Opel Opel: In Eisenach stottert der Motor
EISENACH/HALLE/MZ. - Der Export kurbelt die Geschäfte der meisten deutschen Autobauer kräftig an. Daimler, BMW & Co vermelden sprunghaft gestiegene Absätze. Viele Werke sind bereits wieder gut ausgelastet. Kurzarbeit war gestern. Nicht so im Opel-Werk in Eisenach. Den Beschäftigten droht in den Monaten nach den Werksferien Kurzarbeit.

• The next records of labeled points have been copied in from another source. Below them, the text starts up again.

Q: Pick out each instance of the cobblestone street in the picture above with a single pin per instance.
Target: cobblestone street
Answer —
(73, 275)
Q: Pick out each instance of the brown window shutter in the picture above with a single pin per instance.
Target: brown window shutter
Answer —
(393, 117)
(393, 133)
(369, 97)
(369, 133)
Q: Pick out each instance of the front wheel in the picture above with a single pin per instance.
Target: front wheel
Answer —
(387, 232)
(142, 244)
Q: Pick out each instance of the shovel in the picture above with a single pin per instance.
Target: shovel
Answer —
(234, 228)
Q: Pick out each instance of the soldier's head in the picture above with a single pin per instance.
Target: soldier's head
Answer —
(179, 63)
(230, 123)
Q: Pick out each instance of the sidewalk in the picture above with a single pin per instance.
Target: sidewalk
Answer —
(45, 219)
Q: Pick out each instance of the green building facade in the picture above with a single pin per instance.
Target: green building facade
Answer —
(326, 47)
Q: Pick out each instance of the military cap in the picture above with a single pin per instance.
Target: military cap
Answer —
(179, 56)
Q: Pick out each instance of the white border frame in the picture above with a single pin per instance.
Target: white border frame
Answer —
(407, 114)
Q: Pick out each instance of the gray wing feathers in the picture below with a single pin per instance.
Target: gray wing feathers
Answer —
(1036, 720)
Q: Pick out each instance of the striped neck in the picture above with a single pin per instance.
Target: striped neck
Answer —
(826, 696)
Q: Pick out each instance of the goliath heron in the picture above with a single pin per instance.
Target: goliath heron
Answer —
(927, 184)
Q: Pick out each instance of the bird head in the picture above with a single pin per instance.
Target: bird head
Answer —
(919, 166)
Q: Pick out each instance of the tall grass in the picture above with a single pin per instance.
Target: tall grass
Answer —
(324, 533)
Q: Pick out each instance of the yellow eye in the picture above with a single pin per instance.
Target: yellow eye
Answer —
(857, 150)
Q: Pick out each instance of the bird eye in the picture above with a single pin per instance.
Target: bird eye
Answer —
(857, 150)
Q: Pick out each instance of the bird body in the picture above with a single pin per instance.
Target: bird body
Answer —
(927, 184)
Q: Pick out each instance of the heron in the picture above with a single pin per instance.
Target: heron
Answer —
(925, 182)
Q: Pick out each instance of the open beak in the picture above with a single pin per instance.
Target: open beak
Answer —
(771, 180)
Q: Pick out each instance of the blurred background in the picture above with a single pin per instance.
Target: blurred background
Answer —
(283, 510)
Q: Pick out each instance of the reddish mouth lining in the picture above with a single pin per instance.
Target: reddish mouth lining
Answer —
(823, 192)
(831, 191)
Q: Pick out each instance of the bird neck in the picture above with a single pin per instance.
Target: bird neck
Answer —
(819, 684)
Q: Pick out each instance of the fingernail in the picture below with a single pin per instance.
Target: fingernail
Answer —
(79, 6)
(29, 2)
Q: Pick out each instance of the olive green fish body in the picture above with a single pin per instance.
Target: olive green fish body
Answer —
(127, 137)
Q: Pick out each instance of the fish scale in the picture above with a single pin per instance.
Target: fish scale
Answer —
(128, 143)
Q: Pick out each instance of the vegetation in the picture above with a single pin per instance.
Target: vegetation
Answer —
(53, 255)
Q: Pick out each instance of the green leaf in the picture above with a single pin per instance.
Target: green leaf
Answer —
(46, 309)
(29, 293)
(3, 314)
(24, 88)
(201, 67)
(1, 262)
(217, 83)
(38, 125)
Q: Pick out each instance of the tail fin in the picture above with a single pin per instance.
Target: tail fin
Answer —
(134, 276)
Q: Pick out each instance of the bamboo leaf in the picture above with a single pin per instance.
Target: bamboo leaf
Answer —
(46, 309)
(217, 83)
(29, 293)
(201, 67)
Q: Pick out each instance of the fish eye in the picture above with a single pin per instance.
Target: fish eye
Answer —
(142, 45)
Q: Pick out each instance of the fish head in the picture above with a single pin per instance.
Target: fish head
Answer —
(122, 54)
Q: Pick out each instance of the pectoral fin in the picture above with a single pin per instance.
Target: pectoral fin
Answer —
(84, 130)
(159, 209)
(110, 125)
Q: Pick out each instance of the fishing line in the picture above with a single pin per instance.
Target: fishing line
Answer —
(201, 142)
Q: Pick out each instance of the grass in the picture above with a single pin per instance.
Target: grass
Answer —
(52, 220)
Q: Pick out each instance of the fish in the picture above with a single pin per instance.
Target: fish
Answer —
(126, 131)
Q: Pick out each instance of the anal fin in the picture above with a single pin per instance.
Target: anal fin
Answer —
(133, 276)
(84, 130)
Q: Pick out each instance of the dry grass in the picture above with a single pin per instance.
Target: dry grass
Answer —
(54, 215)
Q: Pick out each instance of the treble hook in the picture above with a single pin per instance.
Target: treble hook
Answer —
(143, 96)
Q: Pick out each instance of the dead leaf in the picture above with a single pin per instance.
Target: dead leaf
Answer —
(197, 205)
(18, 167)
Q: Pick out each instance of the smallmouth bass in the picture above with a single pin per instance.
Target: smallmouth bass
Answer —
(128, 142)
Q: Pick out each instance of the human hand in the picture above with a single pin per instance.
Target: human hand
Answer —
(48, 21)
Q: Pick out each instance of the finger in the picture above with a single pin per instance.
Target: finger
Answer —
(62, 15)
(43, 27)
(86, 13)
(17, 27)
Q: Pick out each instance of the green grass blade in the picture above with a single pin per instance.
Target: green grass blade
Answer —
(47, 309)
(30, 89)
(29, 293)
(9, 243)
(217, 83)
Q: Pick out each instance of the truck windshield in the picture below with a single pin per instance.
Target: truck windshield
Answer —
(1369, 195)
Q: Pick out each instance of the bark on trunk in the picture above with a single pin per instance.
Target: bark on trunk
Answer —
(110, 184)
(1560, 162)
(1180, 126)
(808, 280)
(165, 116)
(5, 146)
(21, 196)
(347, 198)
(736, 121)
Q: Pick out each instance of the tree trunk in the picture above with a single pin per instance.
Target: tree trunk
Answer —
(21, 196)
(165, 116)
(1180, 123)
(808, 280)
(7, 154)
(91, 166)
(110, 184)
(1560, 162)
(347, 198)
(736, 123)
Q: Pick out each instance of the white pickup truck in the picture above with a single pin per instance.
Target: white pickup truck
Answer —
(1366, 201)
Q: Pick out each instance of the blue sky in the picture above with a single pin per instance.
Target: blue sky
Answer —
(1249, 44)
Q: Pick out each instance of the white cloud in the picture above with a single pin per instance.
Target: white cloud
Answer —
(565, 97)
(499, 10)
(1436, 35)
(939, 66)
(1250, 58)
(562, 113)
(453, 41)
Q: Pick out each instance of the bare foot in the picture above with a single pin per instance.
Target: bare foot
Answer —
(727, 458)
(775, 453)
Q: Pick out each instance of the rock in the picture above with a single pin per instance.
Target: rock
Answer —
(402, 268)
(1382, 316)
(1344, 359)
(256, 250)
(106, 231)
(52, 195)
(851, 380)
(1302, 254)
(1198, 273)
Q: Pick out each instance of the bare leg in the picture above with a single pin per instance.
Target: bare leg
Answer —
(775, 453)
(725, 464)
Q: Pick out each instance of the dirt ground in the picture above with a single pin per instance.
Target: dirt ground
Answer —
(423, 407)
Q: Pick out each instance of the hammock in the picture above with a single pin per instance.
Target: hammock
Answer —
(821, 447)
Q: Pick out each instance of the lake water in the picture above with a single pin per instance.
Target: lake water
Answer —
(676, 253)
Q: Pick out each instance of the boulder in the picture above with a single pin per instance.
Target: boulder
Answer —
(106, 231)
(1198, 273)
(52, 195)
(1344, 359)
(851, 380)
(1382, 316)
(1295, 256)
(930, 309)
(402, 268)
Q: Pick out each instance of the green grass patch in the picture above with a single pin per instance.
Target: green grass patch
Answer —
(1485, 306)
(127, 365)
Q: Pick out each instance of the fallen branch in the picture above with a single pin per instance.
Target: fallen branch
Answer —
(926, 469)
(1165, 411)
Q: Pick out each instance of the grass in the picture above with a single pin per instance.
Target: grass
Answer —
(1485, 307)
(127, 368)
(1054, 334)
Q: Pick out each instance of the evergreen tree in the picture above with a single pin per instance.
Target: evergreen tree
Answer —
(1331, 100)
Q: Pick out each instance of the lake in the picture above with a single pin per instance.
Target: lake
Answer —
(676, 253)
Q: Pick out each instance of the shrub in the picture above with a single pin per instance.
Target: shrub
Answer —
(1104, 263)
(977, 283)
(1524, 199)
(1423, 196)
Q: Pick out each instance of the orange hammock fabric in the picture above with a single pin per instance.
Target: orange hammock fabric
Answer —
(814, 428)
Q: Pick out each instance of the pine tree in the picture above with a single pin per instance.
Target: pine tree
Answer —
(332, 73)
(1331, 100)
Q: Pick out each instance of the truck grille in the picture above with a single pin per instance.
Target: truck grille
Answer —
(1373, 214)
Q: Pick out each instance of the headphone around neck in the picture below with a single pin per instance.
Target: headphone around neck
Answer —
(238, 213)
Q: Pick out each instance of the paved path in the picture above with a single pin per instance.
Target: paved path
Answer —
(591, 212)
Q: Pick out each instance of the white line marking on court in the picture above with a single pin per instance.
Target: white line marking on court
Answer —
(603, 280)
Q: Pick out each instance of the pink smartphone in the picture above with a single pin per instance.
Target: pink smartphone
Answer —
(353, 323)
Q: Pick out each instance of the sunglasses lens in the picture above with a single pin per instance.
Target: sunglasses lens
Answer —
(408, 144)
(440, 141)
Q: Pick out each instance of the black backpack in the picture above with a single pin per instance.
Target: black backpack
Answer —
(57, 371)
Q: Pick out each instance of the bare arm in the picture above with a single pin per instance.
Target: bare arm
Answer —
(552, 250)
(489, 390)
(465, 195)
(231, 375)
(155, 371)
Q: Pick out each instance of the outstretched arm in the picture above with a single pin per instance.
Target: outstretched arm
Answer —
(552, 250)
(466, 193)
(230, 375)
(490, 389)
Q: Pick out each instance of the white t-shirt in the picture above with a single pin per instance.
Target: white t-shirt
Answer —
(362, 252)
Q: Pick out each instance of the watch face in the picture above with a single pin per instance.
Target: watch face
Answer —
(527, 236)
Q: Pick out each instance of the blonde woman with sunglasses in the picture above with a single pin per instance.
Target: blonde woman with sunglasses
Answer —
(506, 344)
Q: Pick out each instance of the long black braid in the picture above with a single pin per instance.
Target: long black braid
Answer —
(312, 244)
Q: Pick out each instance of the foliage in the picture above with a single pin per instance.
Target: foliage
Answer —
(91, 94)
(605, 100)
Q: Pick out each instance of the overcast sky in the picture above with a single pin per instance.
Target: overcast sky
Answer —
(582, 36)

Der in Eisenach gebaute dreitürige Corsa sei weniger gefragt als der im spanischen Saragossa produzierte Fünftürer, sagte Betriebsratschef Harald Lieske. In dem Thüringer Opel-Werk stehen seit Wochenbeginn für insgesamt drei Wochen die Bänder still. Die Werksferien für die knapp 1 700 Beschäftigten gehen bis zum 6. August. "Danach könnte es zu Kurzarbeit kommen", sagte Lieske. Die Kurzarbeit - nach bisherigen Prognosen der Geschäftsführung könnten es in diesem Jahr insgesamt 47 Tage werden - soll helfen, die Beschäftigtenzahl zu halten. Der Opel-Konzern bestätigte der MZ bisher drei Tage Kurzarbeit nach den Werksferien in Eisenach.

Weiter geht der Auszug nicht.